Summary
During my research career, I have worked and am working on several data science-related projects. Applications vary from separation science, through pharmaceutical chemistry to proteomics and chemical engineering. The works feature exploratory data analysis (principal component analysis, partial least squares), feature selection (genetic algorithms, particle swarm optimization, firefly / flower pollination algorithms, LASSO, LARS), mathematical programming/optimization (single- and multi-objective optimization, non-linear programming), (high-dimensional) modelling (multiple linear regression, partial least squares, discriminant analysis – linear/quadratic, hierarchic cluster analysis), machine learning techniques (artificial neural networks, convolutional neural networks, random forests, gradient / adaptive boosting, CART, support vector machines, genetic programming) among others. The following section represents a summary of my on-going and completed research with main deliverables. For a list of publications please refer to my Google Scholar profile or the Publications page on this website.
Machine learning for solubility prediction
QSPR models were developed for a set of publicly available intrinsic solubility data of 829 drug-like compounds. Four different machine learning algorithms (Random forest, LightGBM, Partial least squares and LASSO) coupled with multi-stage permutation importance for feature selection and Bayesian hyper-parameter optimization were employed for prediction of solubility based on chemical structural information. Our results have shown that LASSO yielded the best predictive ability on an external test set. Taking into account a the number of descriptors besides RMSE(test), an RF model achieved the best balance between complexity and predictive ability (in progress).
QSRR of flavonoids
Development of quantitative structure-retention relationships (QSRRs) models for a series of flavonoids on three chromatographic column (C18, F5 and IAM). Quantum mechanical parameters are calculated and correlated with retention time, mechanistic interpretations are given for all the columns. Parameters of the first step of the HAT and SPLET mechanisms (of antioxidant activity) considered as predictors. Solvation energy, number of OH groups, most negative charge, dipole moment, HOMO, LUMO, HOMO-LUMO gap, softness, hardness, chemical potential, electronegativity, and electrophilicity index also considered. (complete).
Elution order prediction
Prediction of chromatographic elution order from quantitative structure-retention relationships through mathematical programming (non-linear programming – NLP, multi-objective optimization – MOO) with relaxed constraints. Abbreviations (in order of appearance): RP-LC—reversed-phase liquid chromatography, RMSE—root mean square error, QSRR—quantitative structure-retention relationships. (complete, one paper published & one under review for publication, KR and US patents pending).

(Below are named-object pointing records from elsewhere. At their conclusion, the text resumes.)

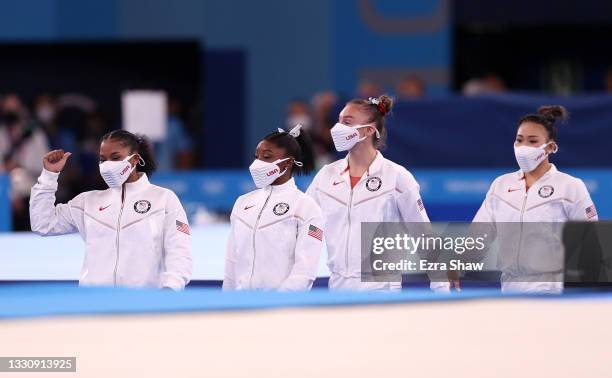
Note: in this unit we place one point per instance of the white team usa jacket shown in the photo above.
(387, 192)
(528, 225)
(140, 240)
(275, 240)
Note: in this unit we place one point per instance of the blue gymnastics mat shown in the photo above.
(35, 300)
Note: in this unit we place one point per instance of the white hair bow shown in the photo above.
(295, 132)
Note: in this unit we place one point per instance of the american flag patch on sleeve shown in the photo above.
(315, 232)
(420, 204)
(182, 227)
(591, 212)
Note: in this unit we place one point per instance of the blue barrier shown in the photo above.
(5, 204)
(448, 194)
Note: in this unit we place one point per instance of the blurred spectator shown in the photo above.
(487, 84)
(176, 151)
(410, 88)
(298, 111)
(367, 89)
(45, 111)
(22, 147)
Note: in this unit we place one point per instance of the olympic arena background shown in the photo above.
(463, 73)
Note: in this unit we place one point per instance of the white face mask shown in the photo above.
(346, 137)
(115, 173)
(528, 158)
(264, 173)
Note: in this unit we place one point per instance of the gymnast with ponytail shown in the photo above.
(276, 233)
(136, 234)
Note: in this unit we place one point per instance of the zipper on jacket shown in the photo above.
(118, 229)
(518, 252)
(349, 231)
(254, 231)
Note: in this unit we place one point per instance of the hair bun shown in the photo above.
(553, 113)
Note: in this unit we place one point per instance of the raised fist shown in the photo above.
(55, 160)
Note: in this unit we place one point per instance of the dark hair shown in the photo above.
(299, 148)
(138, 144)
(376, 113)
(547, 117)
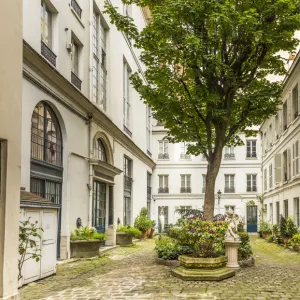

Biocrude reduction and optimization software
In this work, a software employing automated modelling of bio-crudes based on raw experimental data, has been developed. The output of this software is a ready-to-use reduced mixture, including all product phases and in mass balance with the Proximate and Ultimate analyses of the feedstock biomass material. As there are many approaches to bio-crude modelling, the novelty of this method lies in the combination of the minimization of the number of components needed and the minimization of the level of artificiality introduced in the system. The automation of the method allows for fast reduction and optimization. The biocrude reduction and optimization software (BROS) written entirely in Python and deployed on the web is a software for biocrude mixture modelling / reduction and optimization of mass and atomic balances. (Brigljevic, et al. Appl. Energy 2018, 215, 670-678) (project completed, software still in development, US and KR patents pending).
ANN-based QSAR models for prediction of antioxidant activity
Development and optimization of an ANN-based QSAR model for prediction of anti-oxidant activity and elucidation of the mechanism of the ORAC assay (completed, publication in IJMS). Algorithms for analysis of contributions of input variables (e.g., molecular descriptors) towards the target variable(s) (e.g., anti-oxidant activity) in ANN models (completed, publication in JCC).